Cluster Analysis
Up above us all so high...
In the first part of this tutorial we shall imagine ourselves in
a satellite taking
photographs of the earth. In the process we shall learn some
image processing as well as some clustering techniques.
 |
A satellite image |
This shows part of a blue ocean and two land
masses with some green vegetation. We can recognize these by the
color. A human eye is extremely adept at detecting large regions of
similar colors in an image. A camera, however, has no such
ability. It
merely scans a scene in a mechanical way, faithfully reporting every dot
in it, but has no idea if the dots constitute any pattern or not. The
above image, for example, is made of 3000 dots, arranged in a rectangle
that is 75 dots wide and 40 dots high. Each dot, by the way, is
called a pixel (a short form for "picture element"). The
camera uses three filters: red,
green and blue. The camera reports the red-ness, green-ness
and blue-ness of each pixel. The numbers are from 0 to 255. Thus, a perfectly
red dot will have red value 255, green value 0 and blue value 0. If you
increase the green component the dot will appear yellowish (since red plus
green light make yellow light).
The 3000 dots in our pictures, therefore, are just 9000 numbers to the
satellite. It is better to think of them as 3000 points in
3D. Our eye could quickly group (or cluster) these 3000 points
into two clusters: ocean and land. The ability to group a
large number of points in d-dimensions into a relatively
smaller number of classes is the aim of cluster analysis.
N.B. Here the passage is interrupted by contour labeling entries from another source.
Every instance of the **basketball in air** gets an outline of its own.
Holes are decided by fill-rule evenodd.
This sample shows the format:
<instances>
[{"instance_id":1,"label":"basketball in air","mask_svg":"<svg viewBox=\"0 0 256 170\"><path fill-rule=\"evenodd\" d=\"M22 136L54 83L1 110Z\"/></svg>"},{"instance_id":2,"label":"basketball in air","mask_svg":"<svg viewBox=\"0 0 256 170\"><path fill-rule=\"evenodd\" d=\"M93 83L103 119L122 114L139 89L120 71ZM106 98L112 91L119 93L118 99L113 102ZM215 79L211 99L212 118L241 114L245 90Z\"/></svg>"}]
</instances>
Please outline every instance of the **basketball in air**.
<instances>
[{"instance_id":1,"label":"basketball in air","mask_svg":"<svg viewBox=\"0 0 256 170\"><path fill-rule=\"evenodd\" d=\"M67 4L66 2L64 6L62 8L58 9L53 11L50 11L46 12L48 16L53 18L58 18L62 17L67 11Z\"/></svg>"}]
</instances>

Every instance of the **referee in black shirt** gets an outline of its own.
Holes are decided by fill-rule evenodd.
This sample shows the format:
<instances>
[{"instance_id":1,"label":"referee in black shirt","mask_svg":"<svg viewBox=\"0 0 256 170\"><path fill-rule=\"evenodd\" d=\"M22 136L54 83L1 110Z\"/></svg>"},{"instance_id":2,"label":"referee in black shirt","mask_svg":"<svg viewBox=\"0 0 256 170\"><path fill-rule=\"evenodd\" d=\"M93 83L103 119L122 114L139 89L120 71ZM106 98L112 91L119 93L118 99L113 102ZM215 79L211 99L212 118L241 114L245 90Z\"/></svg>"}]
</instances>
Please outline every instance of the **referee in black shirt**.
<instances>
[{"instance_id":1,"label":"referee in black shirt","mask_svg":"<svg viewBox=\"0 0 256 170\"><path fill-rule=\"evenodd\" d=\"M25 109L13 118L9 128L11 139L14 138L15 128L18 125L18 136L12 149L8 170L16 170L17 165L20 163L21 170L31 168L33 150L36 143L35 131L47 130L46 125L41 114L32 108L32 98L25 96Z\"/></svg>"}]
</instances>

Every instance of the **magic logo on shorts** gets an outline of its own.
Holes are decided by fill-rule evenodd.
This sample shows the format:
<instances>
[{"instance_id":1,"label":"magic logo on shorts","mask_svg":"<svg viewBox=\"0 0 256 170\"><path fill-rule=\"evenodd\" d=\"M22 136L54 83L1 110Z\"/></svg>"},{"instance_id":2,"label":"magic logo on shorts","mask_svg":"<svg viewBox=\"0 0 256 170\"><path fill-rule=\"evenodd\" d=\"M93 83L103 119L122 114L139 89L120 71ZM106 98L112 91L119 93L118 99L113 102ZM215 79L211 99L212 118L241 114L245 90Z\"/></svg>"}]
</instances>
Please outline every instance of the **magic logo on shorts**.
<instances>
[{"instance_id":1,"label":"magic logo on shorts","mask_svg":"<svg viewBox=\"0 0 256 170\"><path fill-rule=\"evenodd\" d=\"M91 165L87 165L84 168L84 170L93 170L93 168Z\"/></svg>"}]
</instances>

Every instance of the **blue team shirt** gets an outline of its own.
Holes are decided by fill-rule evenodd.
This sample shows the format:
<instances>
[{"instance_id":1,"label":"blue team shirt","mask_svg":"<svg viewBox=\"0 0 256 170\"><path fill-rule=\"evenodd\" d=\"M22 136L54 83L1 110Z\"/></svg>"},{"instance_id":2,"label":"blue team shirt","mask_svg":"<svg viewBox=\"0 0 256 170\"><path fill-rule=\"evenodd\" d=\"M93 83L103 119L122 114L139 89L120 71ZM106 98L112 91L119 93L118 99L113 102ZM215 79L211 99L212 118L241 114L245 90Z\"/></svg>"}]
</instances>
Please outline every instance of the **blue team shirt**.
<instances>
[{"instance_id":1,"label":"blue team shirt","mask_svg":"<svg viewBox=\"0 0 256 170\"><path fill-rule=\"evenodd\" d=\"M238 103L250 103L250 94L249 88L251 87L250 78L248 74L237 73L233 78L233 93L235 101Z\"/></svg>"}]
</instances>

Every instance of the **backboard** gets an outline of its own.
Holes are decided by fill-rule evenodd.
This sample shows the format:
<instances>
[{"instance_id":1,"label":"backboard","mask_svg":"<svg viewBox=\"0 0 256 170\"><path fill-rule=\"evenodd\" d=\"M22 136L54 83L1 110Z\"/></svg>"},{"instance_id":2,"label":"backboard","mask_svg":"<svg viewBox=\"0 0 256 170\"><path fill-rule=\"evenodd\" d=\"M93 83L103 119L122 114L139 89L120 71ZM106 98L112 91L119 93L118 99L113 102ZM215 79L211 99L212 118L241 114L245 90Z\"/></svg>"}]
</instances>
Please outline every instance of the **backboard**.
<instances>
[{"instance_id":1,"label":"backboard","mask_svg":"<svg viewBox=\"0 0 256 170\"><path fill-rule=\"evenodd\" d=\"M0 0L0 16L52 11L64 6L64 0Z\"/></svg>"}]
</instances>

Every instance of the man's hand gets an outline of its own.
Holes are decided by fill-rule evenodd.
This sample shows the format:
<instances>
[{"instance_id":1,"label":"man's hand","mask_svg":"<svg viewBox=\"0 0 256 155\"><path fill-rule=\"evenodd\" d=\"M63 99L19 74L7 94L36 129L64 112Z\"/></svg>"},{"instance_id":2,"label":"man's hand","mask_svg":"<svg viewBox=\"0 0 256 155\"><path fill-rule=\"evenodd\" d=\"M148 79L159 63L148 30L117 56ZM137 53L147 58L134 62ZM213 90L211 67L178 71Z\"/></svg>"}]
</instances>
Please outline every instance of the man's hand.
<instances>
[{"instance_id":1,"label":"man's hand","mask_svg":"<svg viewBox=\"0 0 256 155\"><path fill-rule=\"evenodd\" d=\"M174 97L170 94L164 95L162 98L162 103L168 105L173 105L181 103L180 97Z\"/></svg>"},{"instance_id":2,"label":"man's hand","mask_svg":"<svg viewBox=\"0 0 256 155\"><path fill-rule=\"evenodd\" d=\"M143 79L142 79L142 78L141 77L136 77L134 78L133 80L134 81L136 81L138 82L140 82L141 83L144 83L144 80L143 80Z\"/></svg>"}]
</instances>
The file sat.dat stores the data set for this image. Before
going into the statistics let us learn how to turn these 3000
points into an image using R.
First read the data.
dat = read.table("sat.dat")
Notice that this file has no header line, so we have the omitted
the usual head=T
option. We are told that the data
file has 3 columns and 3000 rows of numbers. Each row is for a
pixel, and the 3 columns are for red, green and blue,
respectively. Let us assign these names to the columns.
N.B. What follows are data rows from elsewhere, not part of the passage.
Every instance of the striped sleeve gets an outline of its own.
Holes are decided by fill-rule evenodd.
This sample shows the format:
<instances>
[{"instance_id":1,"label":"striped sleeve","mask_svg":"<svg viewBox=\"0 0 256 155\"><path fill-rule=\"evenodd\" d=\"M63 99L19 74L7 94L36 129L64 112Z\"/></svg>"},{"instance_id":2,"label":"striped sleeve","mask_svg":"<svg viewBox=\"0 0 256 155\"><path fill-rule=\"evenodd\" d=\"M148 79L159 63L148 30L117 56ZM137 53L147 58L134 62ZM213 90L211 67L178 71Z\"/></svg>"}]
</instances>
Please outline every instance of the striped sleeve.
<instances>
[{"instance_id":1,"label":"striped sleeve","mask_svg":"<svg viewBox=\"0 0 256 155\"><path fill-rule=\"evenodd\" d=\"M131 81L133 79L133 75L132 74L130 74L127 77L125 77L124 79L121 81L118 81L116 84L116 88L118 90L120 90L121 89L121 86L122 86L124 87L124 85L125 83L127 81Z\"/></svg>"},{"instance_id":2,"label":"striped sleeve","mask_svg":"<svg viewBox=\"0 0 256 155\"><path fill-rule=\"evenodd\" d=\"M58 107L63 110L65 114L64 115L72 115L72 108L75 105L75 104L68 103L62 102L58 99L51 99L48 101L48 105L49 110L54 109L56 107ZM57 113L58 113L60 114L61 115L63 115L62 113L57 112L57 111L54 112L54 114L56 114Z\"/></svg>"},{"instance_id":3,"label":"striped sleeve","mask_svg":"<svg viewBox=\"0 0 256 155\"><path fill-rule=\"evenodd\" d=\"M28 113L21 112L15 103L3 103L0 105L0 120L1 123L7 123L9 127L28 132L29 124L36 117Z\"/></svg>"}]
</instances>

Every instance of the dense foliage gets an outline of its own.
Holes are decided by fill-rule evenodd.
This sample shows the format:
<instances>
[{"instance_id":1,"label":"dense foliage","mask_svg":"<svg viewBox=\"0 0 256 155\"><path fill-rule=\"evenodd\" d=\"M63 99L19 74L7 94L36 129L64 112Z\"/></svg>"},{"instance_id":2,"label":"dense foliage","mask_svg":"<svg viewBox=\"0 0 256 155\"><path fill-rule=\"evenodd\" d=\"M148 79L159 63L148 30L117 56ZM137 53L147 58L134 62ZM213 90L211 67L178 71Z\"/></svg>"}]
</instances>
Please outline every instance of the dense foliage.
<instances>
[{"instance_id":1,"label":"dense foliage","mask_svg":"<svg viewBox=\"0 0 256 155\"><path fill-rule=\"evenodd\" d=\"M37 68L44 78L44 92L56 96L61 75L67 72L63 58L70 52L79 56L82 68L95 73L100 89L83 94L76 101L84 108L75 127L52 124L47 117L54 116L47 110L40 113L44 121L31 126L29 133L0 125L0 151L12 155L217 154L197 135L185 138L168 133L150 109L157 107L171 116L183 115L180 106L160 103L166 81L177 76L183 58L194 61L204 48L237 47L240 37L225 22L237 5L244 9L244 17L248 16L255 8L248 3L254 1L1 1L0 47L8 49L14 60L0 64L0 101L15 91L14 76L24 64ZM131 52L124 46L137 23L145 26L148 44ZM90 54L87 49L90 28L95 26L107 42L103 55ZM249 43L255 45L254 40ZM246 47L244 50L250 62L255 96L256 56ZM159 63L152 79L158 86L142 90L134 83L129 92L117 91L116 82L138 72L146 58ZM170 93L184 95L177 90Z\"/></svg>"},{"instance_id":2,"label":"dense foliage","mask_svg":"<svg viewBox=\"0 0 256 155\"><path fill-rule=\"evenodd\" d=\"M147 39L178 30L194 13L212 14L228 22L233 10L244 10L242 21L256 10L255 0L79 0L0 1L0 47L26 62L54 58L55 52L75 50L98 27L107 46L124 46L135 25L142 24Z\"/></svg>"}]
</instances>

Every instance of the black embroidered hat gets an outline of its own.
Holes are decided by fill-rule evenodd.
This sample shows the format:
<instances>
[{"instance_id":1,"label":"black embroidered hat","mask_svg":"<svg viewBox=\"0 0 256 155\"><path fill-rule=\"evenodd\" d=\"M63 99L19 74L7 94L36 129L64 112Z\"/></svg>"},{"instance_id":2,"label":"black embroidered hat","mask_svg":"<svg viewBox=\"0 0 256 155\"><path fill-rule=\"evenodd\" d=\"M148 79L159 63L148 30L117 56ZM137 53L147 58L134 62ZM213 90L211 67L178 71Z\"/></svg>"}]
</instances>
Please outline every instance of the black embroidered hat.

names(dat) = c("red","green","blue")
attach(dat)
Next make a vector of colors, one color for each point.
mycol = rgb(red,green,blue,max=255)
The function rgb
makes colors by combining red,
green and blue values. The max
specification means 255 is to be considered the highest value for
each color.
Next we need to specify the size of the image. It is 75 pixels in
width and 40
pixels in height.
rows = 1:75
columns = 1:40
So the 3000 points are actually arranged as a 40 by 75
matrix. (The height, 40, is the number of rows.)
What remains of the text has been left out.